If that is indeed tint variation then I definitely retract my previous comment. That said, it looks to me (as some noted in the thread) that it's a case of a bin mix-up rather than variation.


----------



## easilyled (May 3, 2010)

Fallingwater said:


> I'm seeing plenty of lights with this emitter, but I can't see why it's preferred over the MC-E or P7, since it seems to have a slightly lower efficiency, and SST-50 lights tend to cost more than MC-E or P7 ones.
> Is it a matter of die size, i.e. the SST-50 is easier to configure as a thrower?



What are you basing your evidence on for the assertion that SST50s are less efficient than MCE's or P7's?
Were the top bin SST-50's used for this comparison? ie. WJ output.


----------



## alpg88 (May 3, 2010)

easilyled said:


> What are you basing your evidence on for the assertion that SST50s are less efficient than MCE's or P7's?
> .


 


Th232 said:


> From what I can see:
> 
> * An SST-50 can go up to 5A, at which point the output is way in excess of anything an MC-E or a P7 can put out.

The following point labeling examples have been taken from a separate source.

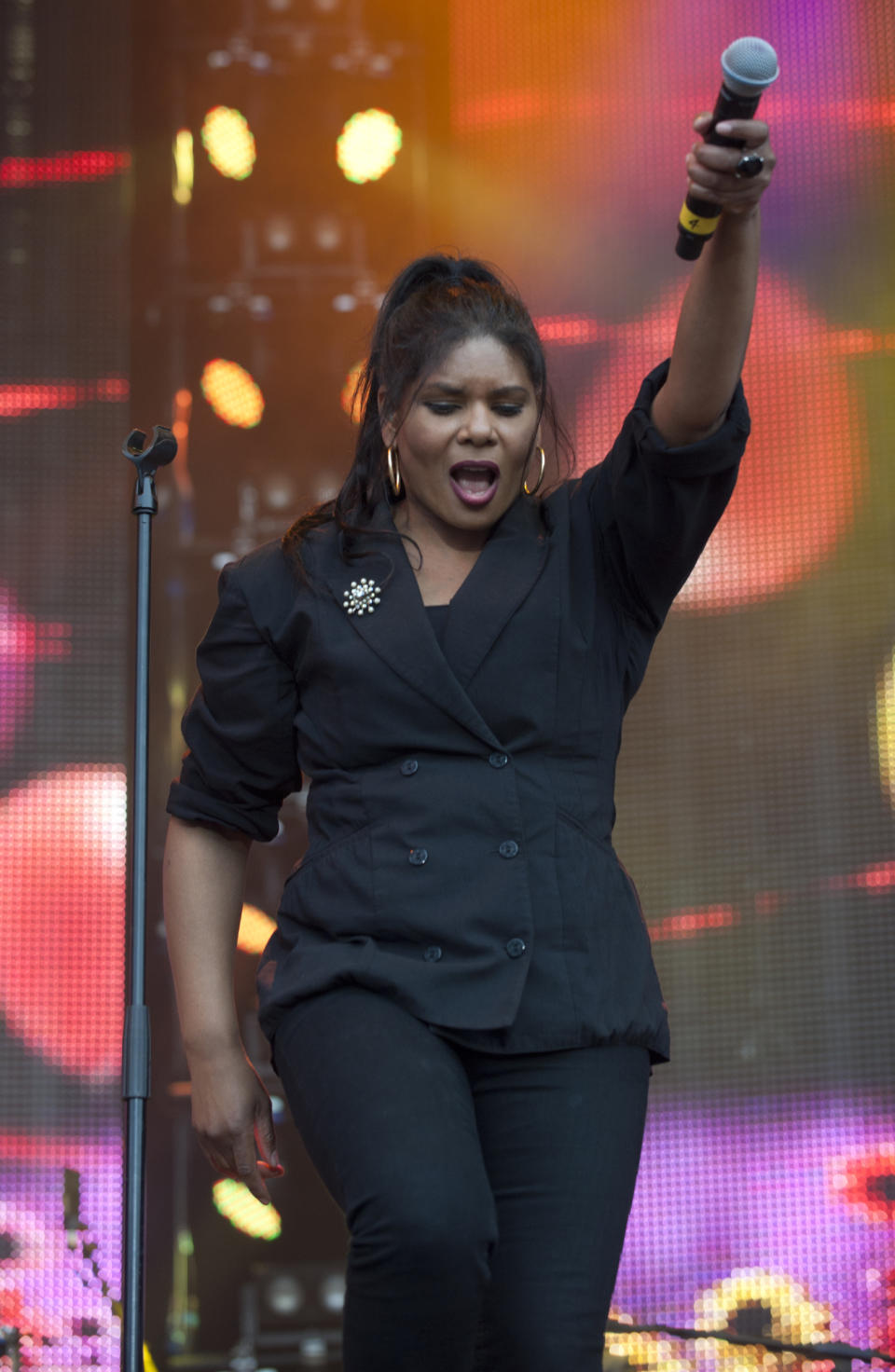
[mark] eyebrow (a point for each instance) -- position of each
(445, 389)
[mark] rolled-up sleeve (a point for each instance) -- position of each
(239, 726)
(654, 506)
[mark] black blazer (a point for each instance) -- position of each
(460, 805)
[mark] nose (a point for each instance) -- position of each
(478, 429)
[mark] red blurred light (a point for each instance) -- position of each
(688, 924)
(93, 165)
(29, 397)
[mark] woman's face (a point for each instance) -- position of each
(464, 438)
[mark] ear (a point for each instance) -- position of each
(386, 424)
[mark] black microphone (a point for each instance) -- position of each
(749, 66)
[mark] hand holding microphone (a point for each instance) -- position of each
(732, 168)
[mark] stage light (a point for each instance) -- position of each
(232, 392)
(185, 168)
(229, 142)
(236, 1203)
(368, 145)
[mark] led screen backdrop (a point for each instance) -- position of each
(758, 773)
(755, 790)
(64, 564)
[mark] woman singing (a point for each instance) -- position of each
(460, 992)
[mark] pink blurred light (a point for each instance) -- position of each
(22, 644)
(62, 917)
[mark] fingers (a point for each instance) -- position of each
(265, 1136)
(244, 1150)
(246, 1168)
(712, 168)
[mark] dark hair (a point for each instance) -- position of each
(433, 305)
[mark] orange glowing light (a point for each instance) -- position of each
(229, 142)
(236, 1203)
(232, 392)
(255, 929)
(368, 145)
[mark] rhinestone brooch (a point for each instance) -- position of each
(361, 597)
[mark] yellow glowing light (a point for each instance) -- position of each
(232, 392)
(368, 145)
(788, 1313)
(255, 929)
(185, 168)
(351, 403)
(236, 1203)
(229, 142)
(886, 729)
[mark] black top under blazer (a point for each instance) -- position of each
(460, 800)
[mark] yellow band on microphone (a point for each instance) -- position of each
(694, 224)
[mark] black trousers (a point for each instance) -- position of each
(486, 1195)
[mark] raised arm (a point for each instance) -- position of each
(717, 313)
(205, 871)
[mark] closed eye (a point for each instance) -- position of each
(448, 407)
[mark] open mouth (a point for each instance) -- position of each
(475, 483)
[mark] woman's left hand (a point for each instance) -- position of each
(711, 168)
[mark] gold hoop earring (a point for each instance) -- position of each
(394, 471)
(537, 485)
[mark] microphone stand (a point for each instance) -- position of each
(161, 450)
(840, 1354)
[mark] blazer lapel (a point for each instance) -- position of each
(504, 574)
(398, 628)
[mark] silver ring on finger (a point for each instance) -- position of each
(749, 166)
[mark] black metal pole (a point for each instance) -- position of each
(136, 1040)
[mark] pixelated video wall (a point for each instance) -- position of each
(757, 781)
(64, 566)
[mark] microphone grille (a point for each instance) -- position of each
(749, 66)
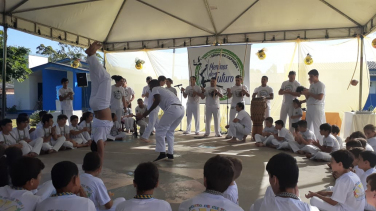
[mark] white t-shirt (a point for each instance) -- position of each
(237, 95)
(11, 199)
(144, 204)
(128, 93)
(232, 193)
(67, 103)
(264, 92)
(167, 98)
(95, 190)
(173, 90)
(349, 192)
(272, 203)
(117, 94)
(283, 132)
(66, 203)
(316, 88)
(296, 112)
(189, 91)
(211, 100)
(244, 119)
(289, 86)
(331, 141)
(208, 202)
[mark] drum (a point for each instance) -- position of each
(258, 106)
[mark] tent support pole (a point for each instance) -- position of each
(361, 73)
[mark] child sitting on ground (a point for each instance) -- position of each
(283, 193)
(94, 186)
(218, 175)
(232, 193)
(66, 181)
(146, 179)
(348, 192)
(25, 175)
(269, 130)
(76, 133)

Note, however, that around the 2.8A level it'll be, as you said, beaten by an MC-E or a P7.


 
that is correct.


----------



## ma_sha1 (May 3, 2010)

I no longer have this light, but the spec below are *simply not possible* to achieve 
with either MCE or P7:

Franken MagDEFT with SSR-50 (~5.5 Amp): 


 Greater than 1300 emitter lumens
Greater than 115,000 Lux at 1 meter
Greater than 2x the throw of the stunning ARC Mania X6
Out Performs the SR90 (SST-90 on 4" SMO) search light slightly in throw.
Similar throw as DEFT FTP but with 5x the hot spot area, thus more useful as a search light.
https://www.candlepowerforums.com/threads/268894

What I don't quite understand is why most mfg. keep releasing SST-50 in 2.5/2.8Amp drive current, 
in those cases, there isn't much advantage over MCE/P7,
except the no "cross" in the hot spot, which can be be overcome with proper reflectors on MCE/P7. 
.
.


----------



## Illum (May 3, 2010)

easilyled said:


> What are you basing your evidence on for the assertion that SST50s are less efficient than MCE's or P7's?



hmm...


```
[I][B]LED             Efficiency    [/B][/I]              [I][B]Current Limit [Absolute maximum][/B][/I]
SST-50          [URL="http://www.luminus.com/stuff/contentmgr/files/0/8bdf01102a2326a6cddaecf20c8e4d4c/miscdocs/pds_001345_rev_03_sst_50_w_product_datasheet_illumination.pdf"]>100 l/w at 1.75w[/URL]           [URL="http://www.luminus.com/stuff/contentmgr/files/0/8bdf01102a2326a6cddaecf20c8e4d4c/miscdocs/pds_001345_rev_03_sst_50_w_product_datasheet_illumination.pdf"]5A[/URL]   
SSC P7          [URL="http://www.acriche.com/en/product/prd/zpowerLEDp7.asp"]90 l/w[/URL]                      [URL="http://www.acriche.com/en/product/prd/zpowerLEDp7.asp"]2.8A[/URL]
MCEs            [URL="http://www.cree.com/press/press_detail.asp?i=1222776900692"]80 l/w at 9.8w[/URL]              [URL="http://www.cree.com/products/pdf/XLampMC-E.pdf"]700ma[/URL]
```
Unlike stringing up LEDs, where the total foward voltage is much higher than the supply voltage, SST leds are a bank of paralleled LEDs, totalling a foward voltage between 3 and 4V. In this case the inefficiencies of a boost converter can be avoided by using naturally higher efficiency buck circuits with high current capability and cells capable of sustaining the current needed. MCEs are certainly easier to address existing lighting applications because the waffle [die package] is nearly identical in size with all other lumiled/CREE reflector openings. But the opening alone didn't stop many lights from being force fed P7s


----------



## easilyled (May 3, 2010)

Where are the figures at 2.8A comparing efficiencies of WJ flux SST-50 with D-bin SSC-P7s and M-bin MCEs?


----------



## Illum (May 3, 2010)

easilyled said:


> Where are the figures at 2.8A comparing efficiencies of WJ flux SST-50 with D-bin SSC-P7s and M-bin MCEs?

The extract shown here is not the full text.